LAM/MPI logo

LAM/MPI General User's Mailing List Archives

  |   Home   |   Download   |   Documentation   |   FAQ   |   all just in this list

From: Aamir Shafi (aamir.shafi_at_[hidden])
Date: 2004-08-04 15:08:29


Hi,

The following output looks like saying, 'tkill' cant be found. So
basically when lam tries to ssh into the compute nodes, it cant find
'tkill'. My question is, how to make it find it ? if its about adding
$LAM_HOME/bin to the PATH, its already there. What am i missing ?

Thanks for any help
--Aamir
shafia_at_holly:~/install/lam-7.0.6/examples/ring$ recon -v lamhosts
n-1<6434> ssi:boot:base:linear: booting n0 (holly.starbug.dsg.port.ac.uk)
n-1<6434> ssi:boot:base:linear: booting n1 (comp00.starbug.dsg.port.ac.uk)
ERROR: LAM/MPI unexpectedly received the following on stderr:
bash: line 1: tkill: command not found
-----------------------------------------------------------------------------
LAM failed to execute a LAM binary on the remote node
"comp00.starbug.dsg.port.ac.uk".
Since LAM was already able to determine your remote shell as "tkill",
it is probable that this is not an authentication problem.

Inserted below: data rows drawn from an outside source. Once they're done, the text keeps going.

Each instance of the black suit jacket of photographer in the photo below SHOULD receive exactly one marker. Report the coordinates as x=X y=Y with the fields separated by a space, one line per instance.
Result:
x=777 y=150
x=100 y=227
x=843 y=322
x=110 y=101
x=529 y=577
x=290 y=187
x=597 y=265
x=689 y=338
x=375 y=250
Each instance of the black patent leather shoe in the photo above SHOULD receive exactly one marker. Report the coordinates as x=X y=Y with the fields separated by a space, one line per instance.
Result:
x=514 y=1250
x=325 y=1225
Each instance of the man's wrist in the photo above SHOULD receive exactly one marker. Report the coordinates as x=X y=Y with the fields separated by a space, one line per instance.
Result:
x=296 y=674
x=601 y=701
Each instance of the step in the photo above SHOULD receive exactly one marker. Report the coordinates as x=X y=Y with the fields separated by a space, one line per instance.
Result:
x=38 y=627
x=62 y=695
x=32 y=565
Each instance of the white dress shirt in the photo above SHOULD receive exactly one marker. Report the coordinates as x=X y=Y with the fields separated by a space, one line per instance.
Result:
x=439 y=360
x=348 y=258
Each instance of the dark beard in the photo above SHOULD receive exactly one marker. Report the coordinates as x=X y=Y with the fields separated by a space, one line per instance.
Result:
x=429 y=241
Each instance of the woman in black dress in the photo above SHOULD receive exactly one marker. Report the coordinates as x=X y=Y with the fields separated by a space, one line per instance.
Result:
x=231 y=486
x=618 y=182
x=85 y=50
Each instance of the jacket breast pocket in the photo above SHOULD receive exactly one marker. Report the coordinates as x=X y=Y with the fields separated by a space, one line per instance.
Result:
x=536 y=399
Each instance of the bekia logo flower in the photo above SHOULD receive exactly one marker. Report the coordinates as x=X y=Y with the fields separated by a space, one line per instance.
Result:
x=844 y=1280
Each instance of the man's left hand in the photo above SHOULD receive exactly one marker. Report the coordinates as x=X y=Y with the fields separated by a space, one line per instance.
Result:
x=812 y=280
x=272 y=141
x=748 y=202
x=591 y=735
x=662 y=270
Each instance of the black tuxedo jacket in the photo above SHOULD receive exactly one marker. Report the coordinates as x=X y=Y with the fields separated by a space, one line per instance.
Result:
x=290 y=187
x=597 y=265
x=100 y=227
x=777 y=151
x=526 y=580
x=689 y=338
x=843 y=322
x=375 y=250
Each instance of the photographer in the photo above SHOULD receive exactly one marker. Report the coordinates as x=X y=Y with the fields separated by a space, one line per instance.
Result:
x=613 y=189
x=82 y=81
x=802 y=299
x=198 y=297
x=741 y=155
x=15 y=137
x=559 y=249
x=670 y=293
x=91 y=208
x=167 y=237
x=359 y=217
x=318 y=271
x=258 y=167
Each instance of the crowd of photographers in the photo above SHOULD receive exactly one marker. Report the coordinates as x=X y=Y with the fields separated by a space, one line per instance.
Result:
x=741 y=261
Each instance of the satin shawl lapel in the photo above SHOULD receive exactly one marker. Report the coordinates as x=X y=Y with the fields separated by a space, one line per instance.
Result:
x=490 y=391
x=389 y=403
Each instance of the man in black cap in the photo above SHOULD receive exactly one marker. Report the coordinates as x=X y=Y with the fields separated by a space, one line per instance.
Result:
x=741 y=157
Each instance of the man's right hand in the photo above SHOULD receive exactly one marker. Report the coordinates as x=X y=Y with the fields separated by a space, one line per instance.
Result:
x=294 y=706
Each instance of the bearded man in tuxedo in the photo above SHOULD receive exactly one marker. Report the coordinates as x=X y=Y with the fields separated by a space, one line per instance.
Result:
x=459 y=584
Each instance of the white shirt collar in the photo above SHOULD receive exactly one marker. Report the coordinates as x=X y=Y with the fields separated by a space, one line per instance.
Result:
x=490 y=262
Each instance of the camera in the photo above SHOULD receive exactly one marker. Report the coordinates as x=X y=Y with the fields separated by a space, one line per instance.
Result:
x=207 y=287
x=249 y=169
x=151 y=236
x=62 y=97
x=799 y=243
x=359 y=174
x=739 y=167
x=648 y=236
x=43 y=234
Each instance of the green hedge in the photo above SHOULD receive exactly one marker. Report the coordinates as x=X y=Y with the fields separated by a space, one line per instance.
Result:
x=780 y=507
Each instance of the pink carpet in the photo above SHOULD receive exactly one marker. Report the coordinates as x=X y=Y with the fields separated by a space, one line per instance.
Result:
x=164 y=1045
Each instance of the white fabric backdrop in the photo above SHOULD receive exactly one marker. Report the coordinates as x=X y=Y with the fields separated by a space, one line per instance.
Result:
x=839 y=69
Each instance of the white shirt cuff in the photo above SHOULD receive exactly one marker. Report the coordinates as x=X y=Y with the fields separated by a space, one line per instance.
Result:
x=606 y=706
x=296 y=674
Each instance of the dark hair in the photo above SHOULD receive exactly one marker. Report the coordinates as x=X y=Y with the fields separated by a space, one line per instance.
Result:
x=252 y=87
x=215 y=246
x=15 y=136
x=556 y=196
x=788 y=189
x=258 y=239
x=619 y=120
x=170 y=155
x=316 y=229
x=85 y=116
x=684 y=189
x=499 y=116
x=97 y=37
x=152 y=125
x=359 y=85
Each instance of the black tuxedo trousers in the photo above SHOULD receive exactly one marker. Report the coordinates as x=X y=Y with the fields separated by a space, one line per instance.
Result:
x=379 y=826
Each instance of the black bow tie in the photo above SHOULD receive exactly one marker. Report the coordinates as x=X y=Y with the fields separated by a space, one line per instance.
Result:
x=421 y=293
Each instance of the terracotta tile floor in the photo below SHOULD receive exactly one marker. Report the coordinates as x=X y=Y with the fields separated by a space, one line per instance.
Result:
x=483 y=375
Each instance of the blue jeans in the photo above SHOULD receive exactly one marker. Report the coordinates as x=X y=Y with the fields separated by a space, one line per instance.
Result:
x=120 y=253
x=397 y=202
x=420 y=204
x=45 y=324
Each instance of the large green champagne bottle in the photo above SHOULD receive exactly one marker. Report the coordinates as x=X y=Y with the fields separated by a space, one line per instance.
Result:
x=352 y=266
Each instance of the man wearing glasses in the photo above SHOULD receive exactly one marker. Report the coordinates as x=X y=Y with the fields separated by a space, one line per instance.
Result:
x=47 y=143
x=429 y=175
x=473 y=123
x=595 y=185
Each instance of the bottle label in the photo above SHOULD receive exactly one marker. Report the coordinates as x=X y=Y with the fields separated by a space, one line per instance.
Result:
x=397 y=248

LAM tried to use the remote agent command "ssh"
to invoke the following command:

        ssh comp00.starbug.dsg.port.ac.uk -n tkill -N -v

This can indicate several things. You should check the following:

        - The LAM binaries are in your $PATH
        - You can run the LAM binaries
        - The $PATH variable is set properly before your
          .cshrc/.profile exits

Try to invoke the command listed above manually at a Unix prompt.

You will need to configure your local setup such that you will *not*
be prompted for a password to invoke this command on the remote node.
No output should be printed from the remote node before the output of
the command is displayed.

When you can get this command to execute successfully by hand, LAM
will probably be able to function properly.
-----------------------------------------------------------------------------
n-1<6434> ssi:boot:base:linear: Failed to boot n1
(comp00.starbug.dsg.port.ac.uk)
n-1<6434> ssi:boot:base:linear: aborted!
-----------------------------------------------------------------------------
recon was not able to complete successfully. There can be any number
of problems that did not allow recon to work properly. You should use
the "-d" option to recon to get more information about each step that
recon attempts.

Any error message above may present a more detailed description of the
actual problem.

Here is general a list of prerequisites that *must* be fulfilled
before recon can work:

        - Each machine in the hostfile must be reachable and operational.
        - You must have an account on each machine.
        - You must be able to rsh(1) to the machine (permissions
          are typically set in the user's $HOME/.rhosts file).

        *** Sidenote: If you compiled LAM to use a remote shell program
            other than rsh (with the --with-rsh option to ./configure;
            e.g., ssh), or if you set the LAMRSH environment variable
            to an alternate remote shell program, you need to ensure
            that you can execute programs on remote nodes with no
            password. For example:

        unix% ssh -x pinky uptime
        3:09am up 211 day(s), 23:49, 2 users, load average: 0.01, 0.08, 0.10

        - The LAM executables must be locatable on each machine, using
          the shell's search path and possibly the LAMHOME environment
          variable.
        - The shell's start-up script must not print anything on standard
          error. You can take advantage of the fact that rsh(1) will
          start the shell non-interactively. The start-up script (such
          as .profile or .cshrc) can exit early in this case, before
          executing many commands relevant only to interactive sessions
          and likely to generate output.
-----------------------------------------------------------------------------